Caricatura Política - El deshacedor de aspiraciones
En opinión de Sergio Dorado
En un rincón de Cuauhnáhuac, de cuyo nombre sí quiero acordarme, vivió un hombre tan longevo que a fuerza de escuchar discursos políticos a la par de degustar huevos fritos y café de olla bien cargado, terminó tan dislocado del pensamiento, que una buena mañana, sin decir agua va, extrajo del ropero un baúl enterrado bajo otros añosos triques que mucho tiempo hacía no había sido esculcado.
Evitando indicios de aspiración superflua, que aprendió a aborrecer por influjo mañanero perspicaz, don Josefo Gallegos Cagancho, con gran curiosidad entreabrió el baúl y lo primero que descubrió fue la capa del Cid Campeador que su amada abuela, doña Dulcinea del Toboso, confeccionó alguna vez como regalo de cumpleaños. Y envuelto con cuidado en la capa, encontró el casco de hojalata que completaba el atuendo del súbdito más noble y fiel al rey Alfonso VI.
Algo de vergüenza se apoderó de él cuando aspiró a encontrar el arma que le acompañaría en la histórica faena de deshacedor de entuertos, pero se absolvió a sí mismo por el tamaño y nobleza de la empresa justiciera. Así pues, lanzando cosas inútiles con ambas manos por encima de la cabeza, escarbó con rapidez hasta dar con la resortera de encino que admiró como aquel niño lejano que alguna vez vivió en el espíritu de don Rodrigo Díaz de Vivar. Entonces doblegó la cabeza a ras del precioso baúl, y con los ojos bien apretados, dio gracias al crucifijo con un Yo Pecador fervoroso.
Ataviado ya de héroe anónimo y justiciero, pues además de la capa y el casco de hojalata se embozó también el cubrebocas pandémico que lo volvió más anónimo y héroe que nunca, don Josefo Gallegos Cagancho, estacionó su humeante carcacha en el parqueadero de una enorme tienda de conveniencia y se ocultó entre una fila de autos fifí de medio pelo, desde donde vigiló concentradamente a la primera aspiracionista que con sonrisa y lentitud descendía por la escalera eléctrica: una güera alta de glúteos notables.
Un rayo de enojo cruzó por la mente del héroe cuando descubrió el aspiracionismo de su género, lo cual venció con otro Yo Pecador expedito y la edad poco propicia para la concupiscencia cumplidora. Fue cuando con esfuerzo concentrado fijó la atención en el carrito de supermercado repleto de superfluidad, entre lo que destacaba, por cierto, un innecesario aparato masajeador electrónico sobre la montaña de trivialidades conservadoras.
Con la rapidez y destreza de don Rodrigo Díaz de Vivar, empuñó don Josefo la resortera ya cargada con un guijarro de grava multiforme, salió de pronto del escondite, y poniéndose firmemente de pie en un carril del estacionamiento, acertó el resorterazo en plena nalga de la aspiracionista cuyo descomunal alarido alarmó y confundió a todo mundo. El guijarro rebotó después con tal fuerza que fue a dar contra la cabeza de un mendigo sentado al final de la escalera, lo que confirmó con mucha certeza la gran elasticidad del milagroso glúteo y la histórica resortera.

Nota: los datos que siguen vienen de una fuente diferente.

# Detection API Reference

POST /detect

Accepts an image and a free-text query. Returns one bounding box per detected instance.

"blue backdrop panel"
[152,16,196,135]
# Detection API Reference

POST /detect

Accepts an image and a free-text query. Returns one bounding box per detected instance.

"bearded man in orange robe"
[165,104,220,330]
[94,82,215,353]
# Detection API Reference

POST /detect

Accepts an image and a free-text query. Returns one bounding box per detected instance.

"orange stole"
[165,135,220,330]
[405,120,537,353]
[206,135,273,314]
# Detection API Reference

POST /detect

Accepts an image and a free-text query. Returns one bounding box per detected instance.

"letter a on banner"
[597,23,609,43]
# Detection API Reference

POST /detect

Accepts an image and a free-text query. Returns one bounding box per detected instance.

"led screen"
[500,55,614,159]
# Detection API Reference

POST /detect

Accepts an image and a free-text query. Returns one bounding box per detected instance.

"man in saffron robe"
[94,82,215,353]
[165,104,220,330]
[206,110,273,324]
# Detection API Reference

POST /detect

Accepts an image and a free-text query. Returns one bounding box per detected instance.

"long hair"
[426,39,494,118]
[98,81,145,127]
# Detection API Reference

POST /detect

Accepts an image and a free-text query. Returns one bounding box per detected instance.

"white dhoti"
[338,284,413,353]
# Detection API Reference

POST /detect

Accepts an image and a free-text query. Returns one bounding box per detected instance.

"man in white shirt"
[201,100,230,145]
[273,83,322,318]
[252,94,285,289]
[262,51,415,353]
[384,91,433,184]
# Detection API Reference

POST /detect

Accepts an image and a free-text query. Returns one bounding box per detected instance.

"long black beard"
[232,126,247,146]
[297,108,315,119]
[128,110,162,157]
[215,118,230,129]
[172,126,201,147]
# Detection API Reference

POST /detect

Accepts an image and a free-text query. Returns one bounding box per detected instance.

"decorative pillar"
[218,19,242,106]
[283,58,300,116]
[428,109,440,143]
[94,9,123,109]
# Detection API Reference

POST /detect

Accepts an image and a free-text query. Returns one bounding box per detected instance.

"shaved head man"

Ya en el escape afortunado, cuando don Josefo con intrepidez inusitada había volado la pluma del estacionamiento en mil pedazos y corría a la máxima humareda de su lenta carcacha por la avenida, se reprochó haber agredido sin querer al mendigo, lo que no fue su intención, aunque luego se conformó cuando con agudeza heroica razonó que los gachos mendigos también eran aspiracionistas de dádivas.
-Por lo demás, en cualquier transformación hay daños colaterales imprevistos, y ni modo -se dijo con risa socarrona interminable.